Quantum bootstrap product codes

Abstract

Product constructions constitute a powerful method for generating quantum CSS codes, yielding celebrated examples such as toric codes and asymptotically good low-density parity check (LDPC) codes. Since a CSS code is fully described by a chain complex, existing product formalisms are predominantly homological, defined via the tensor product of the underlying chain complexes of input codes, thereby establishing a natural connection between quantum codes and topology. In this Letter, we introduce the quantum bootstrap product (QBP), an approach that extends beyond this standard homological paradigm. Specifically, a QBP code is determined by solving a consistency condition termed the ``bootstrap equation''. We find that the QBP paradigm unifies a wide range of important codes, including general hypergraph product (HGP) codes of arbitrary dimensions and fracton codes typically represented by the X-cube code. Crucially, the solutions to the bootstrap equation yield chain complexes where the chain groups and associated boundary maps consist of multiple components.
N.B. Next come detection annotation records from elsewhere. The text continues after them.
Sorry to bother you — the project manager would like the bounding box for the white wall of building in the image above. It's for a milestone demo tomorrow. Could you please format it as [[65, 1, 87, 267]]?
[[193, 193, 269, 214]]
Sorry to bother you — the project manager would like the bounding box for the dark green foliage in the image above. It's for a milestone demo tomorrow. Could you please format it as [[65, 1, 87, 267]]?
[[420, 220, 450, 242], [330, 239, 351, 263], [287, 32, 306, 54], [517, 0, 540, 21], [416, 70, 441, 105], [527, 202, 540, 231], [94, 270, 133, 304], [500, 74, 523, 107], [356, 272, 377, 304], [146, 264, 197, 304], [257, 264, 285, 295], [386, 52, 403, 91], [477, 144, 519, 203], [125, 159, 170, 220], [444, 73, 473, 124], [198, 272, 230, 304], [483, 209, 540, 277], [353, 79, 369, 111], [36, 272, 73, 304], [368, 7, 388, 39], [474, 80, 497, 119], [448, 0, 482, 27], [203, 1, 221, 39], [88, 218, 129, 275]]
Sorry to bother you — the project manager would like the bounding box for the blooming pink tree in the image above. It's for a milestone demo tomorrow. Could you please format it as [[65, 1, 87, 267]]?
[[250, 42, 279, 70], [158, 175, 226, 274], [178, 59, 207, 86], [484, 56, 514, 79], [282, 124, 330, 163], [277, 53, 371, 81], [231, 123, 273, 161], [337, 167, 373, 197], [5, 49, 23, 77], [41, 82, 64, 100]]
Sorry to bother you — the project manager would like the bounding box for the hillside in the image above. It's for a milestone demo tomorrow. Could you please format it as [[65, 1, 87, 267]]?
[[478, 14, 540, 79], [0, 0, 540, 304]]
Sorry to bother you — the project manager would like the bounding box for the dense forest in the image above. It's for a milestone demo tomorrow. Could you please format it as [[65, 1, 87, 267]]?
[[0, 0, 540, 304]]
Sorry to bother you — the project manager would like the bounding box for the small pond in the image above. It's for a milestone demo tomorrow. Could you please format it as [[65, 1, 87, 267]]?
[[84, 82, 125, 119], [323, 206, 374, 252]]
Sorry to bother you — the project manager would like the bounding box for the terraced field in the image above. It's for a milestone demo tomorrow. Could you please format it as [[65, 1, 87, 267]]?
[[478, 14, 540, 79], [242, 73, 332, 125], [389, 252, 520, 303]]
We term such structures fork complexes. This structure elucidates the underlying topological structures of fracton codes, akin to foliated fracton order theories. Beyond conceptual insights, we demonstrate that the QBP paradigm can generate self-correcting quantum codes from input codes with constant energy barriers and surpass the code-rate upper bounds inherent to HGP codes. Our work thus substantially extends the scope of quantum product codes and provides a versatile framework for designing fault-tolerant quantum memories.